About the Project
When people seek help concerning noticeable cognitive decline, rapid diagnosis and accurate prognosis are key priorities to give people with neurodegenerative conditions knowledge about what to expect and enable them to plan effectively for their future needs. The challenge we face in providing this information is that there is a great deal of individual variation, both in terms of the cognitive profile within syndromes at presentation, and in the trajectory of decline across and within individuals (e.g., Rogers et al., 2006), making it difficult to provide definitive answers. This project will apply advanced statistical techniques to a unique database of neuropsychological data from over 1500 patients with neurodegenerative conditions in order to better understand individual variation in presentation and progression. It will draw upon work previous work on Alzheimer’s Disease using data reduction techniques to understand variation (Lambon Ralph et al. 2003), and extend this approach to apply the results to diagnosis (Halai et al., 2018) and prognosis (Seghier et al., 2016), following advances in the field of stroke aphasia.
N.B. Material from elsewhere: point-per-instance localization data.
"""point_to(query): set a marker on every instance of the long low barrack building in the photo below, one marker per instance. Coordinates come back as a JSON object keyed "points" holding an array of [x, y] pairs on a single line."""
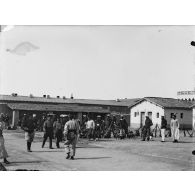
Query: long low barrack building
{"points": [[15, 106]]}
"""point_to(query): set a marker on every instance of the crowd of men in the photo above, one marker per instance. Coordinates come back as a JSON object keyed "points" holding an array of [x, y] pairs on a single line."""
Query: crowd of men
{"points": [[68, 129]]}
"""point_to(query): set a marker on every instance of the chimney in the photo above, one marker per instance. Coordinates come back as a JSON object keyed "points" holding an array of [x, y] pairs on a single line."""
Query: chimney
{"points": [[194, 83], [14, 94]]}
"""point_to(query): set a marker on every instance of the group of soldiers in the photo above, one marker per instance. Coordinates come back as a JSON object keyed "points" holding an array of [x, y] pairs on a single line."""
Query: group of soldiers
{"points": [[104, 128], [68, 129]]}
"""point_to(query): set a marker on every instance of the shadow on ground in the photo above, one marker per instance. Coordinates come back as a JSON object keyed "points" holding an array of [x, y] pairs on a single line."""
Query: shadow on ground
{"points": [[92, 158]]}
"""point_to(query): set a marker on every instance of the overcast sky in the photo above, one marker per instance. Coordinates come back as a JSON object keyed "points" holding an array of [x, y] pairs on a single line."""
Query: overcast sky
{"points": [[99, 62]]}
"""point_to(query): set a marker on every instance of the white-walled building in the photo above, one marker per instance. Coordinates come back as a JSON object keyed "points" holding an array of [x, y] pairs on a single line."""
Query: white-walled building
{"points": [[155, 107]]}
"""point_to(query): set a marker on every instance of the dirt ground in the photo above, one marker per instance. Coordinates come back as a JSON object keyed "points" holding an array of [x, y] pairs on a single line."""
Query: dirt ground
{"points": [[104, 155]]}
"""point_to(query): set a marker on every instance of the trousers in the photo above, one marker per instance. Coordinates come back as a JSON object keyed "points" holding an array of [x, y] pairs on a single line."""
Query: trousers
{"points": [[70, 147], [163, 134], [46, 135], [175, 133]]}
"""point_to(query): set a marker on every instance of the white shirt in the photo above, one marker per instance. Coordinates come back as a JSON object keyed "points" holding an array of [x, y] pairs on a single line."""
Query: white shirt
{"points": [[90, 124]]}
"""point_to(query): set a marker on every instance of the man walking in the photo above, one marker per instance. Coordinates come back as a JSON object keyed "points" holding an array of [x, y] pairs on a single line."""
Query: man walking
{"points": [[175, 129], [146, 133], [57, 132], [48, 131], [71, 131], [163, 128], [28, 125], [90, 126]]}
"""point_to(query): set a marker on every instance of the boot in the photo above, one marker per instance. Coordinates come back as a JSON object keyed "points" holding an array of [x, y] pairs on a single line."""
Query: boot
{"points": [[68, 155], [6, 161], [72, 157], [28, 147]]}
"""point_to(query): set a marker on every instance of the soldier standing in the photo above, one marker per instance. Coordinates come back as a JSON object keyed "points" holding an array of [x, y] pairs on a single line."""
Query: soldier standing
{"points": [[71, 130], [175, 129], [3, 152], [98, 127], [148, 124], [28, 125], [90, 126], [163, 128], [57, 132], [48, 131]]}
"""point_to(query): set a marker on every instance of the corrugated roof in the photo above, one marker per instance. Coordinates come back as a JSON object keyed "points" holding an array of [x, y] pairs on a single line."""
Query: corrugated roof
{"points": [[121, 102], [59, 107], [167, 102]]}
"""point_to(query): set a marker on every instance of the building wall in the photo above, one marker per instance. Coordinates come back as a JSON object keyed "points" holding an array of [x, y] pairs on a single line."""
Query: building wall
{"points": [[6, 110], [185, 122], [145, 107], [194, 117]]}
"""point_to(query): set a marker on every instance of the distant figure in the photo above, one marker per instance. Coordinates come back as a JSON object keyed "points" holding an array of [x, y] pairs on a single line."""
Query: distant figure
{"points": [[175, 129], [28, 125], [146, 131], [71, 131], [57, 126], [90, 126], [98, 128], [48, 132], [23, 48], [123, 127], [163, 128], [3, 152]]}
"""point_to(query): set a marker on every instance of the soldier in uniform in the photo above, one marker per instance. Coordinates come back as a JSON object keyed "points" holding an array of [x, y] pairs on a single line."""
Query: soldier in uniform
{"points": [[28, 125], [3, 152], [57, 132], [146, 131], [48, 131], [98, 128], [123, 127], [71, 131], [90, 126]]}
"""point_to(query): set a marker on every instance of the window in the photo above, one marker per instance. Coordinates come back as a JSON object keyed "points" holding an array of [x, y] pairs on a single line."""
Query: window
{"points": [[181, 115]]}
The first arm of the project will apply principal components analysis to initial neuropsychological screening data across a large group of individuals with a variety of neurodegenerative conditions, which will distil the underlying cognitive components affected. By then delineating the range of individual variation along these key dimensions, we can construct a model to predict syndrome type via regression techniques. The second arm of the project will quantify variability in progression within syndromes using the available longitudinal data, and explore to what extent this can be predicted by component scores derived from initial assessment data. The final arm of the project will identify the neural correlates of the key cognitive dimensions (Butler et al., 2014), and determine if this approach improves mappings between behavioural and neural decline. It will also explore if integrity of these functionally partitioned areas can improve behavioural diagnostic and prognostic models, based on our current work in stroke demonstrating the superiority of this approach over standard neuroanatomic parcellations. This project therefore offers the exciting opportunity to use an extensive neuropsychological dataset to reveal fundamental insights about the nature of cognitive impairment in neurodegenerative conditions and to use these results to optimise diagnosis and prognosis for people with dementia.
https://www.research.manchester.ac.uk/portal/anna.woollams.html#
http://www.cerebralfunctionunit.co.uk/mattjones.html
http://www.cerebralfunctionunit.co.uk/jenniferthompson.html
Entry requirements:
Applications are invited from UK/EU nationals only. Applicants must have obtained, or be about to obtain, at least an upper second class honours degree (or equivalent) in a relevant subject.
References
Butler, R.A., Ralph, M.A.L., Woollams, A.M. Capturing multidimensionality in stroke aphasia: Mapping principal behavioural components to neural structures (2014) Brain, 137 (12), pp. 3248-3266.
Halai, A.D., Woollams, A.M., Lambon Ralph, M.A. Predicting the pattern and severity of chronic post-stroke language deficits from functionally-partitioned structural lesions. (2018) NeuroImage: Clinical, 19, pp. 1-13.
Lambon Ralph, M.A., Patterson, K., Graham, N., Dawson, K., Hodges, J.R. Homogeneity and heterogeneity in mild cognitive impairment and Alzheimer's disease: A cross-sectional and longitudinal study of 55 cases
(2003) Brain, 126 (11), pp. 2350-2362.
Rogers, T.T., Ivanoiu, A., Patterson, K., Hodges, J.R. Semantic memory in Alzheimer's disease and the frontotemporal dementias: A longitudinal study of 236 patients (2006) Neuropsychology, 20 (3), pp. 319-335.
Seghier, M.L., Patel, E., Prejawa, S., Ramsden, S., Selmer, A., Lim, L., Browne, R., Rae, J., Haigh, Z., Ezekiel, D., Hope, T.M.H., Leff, A.P., Price, C.J. The PLORAS Database: A data repository for Predicting Language Outcome and Recovery After Stroke (2016) NeuroImage, 124, pp. 1208-1212.